Thursday, December 3, 2009

Apotex Shortages Explained

Good Morning.

I woke up this morning to rain. Not snow. I guess that's okay for this time of year.

First guy that walks into the pharmacy was looking for his Oxycontin. Sorry, still too early. And tomorrow will also be too early. See you in a few weeks.

Funny how when there was a shortage of pharmacists a few years ago, the media didn't cover it like they cover the doctor shortage, eh?

Seriously, I know we're not preceived as more important, but why not at least give us some recognition for what we do for the public.

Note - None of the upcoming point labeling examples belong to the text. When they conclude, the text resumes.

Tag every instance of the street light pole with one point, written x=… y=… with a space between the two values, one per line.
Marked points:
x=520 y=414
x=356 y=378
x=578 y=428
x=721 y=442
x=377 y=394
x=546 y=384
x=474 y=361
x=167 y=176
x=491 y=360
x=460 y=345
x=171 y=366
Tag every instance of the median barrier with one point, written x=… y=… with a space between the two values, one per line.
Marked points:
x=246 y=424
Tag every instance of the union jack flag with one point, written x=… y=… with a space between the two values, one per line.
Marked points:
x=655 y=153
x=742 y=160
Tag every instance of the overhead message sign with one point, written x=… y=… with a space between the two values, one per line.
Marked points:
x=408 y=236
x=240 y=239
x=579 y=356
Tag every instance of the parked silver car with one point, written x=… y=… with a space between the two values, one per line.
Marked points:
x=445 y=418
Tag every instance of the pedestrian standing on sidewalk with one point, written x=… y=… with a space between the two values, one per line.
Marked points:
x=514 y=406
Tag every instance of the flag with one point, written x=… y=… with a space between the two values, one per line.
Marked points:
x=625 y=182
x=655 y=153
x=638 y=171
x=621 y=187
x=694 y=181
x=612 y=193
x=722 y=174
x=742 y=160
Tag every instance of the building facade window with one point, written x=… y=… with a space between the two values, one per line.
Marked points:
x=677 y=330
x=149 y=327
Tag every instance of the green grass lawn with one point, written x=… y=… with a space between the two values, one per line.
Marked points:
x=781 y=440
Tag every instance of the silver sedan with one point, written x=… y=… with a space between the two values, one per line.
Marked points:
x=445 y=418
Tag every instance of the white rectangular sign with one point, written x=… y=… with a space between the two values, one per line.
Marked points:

In other news, I spoke with a rep from Apotex yesterday about all the drug shortages that pharmacies all over Ontario (and probably Canada) have been experiencing. Here is basically what he told me: Apotex applied for approval of it's Canadian facilities to manufacture drugs for sale in the US. The FDA told them to change a bunch of things to get up to their standards (uh, oh). So then the rest of the world decided we want to do what the FDA does. Now, Apotex is going through major process, SOP, and QA adjustments in all of it's plants. For example, they found traces of penicillin in one of the plants that isn't supposed to have penicillin in it (big uh, oh.) And so during this whole process, they have shut down or slowed down manufacturing certain lines or drugs or whatever. End result, pharmacies can't get product they rely on, and patients are suffering.

That's all I've got on that. I guess this is good for all the other generic companies.

What else is happening in the world of health today? There's been some talk about increased incidence of infection in ICU's. They're saying infections in half of the world's ICUs!!? I have a good friend who is an ICU doctor. His nick name in Univeristy was "filthy". Coincidence?

I also got some good gossip on where various people in the industry are today (ie, job changes, etc). But, I'll save that for another day.

4 comments:

  1. Manufacturer shortages can be a real pain, but I always remind myself that we enjoy a relatively uninterrupted supply of quality pharmaceutials in North America. Not so in many parts of the world. We do tend to take it for granted.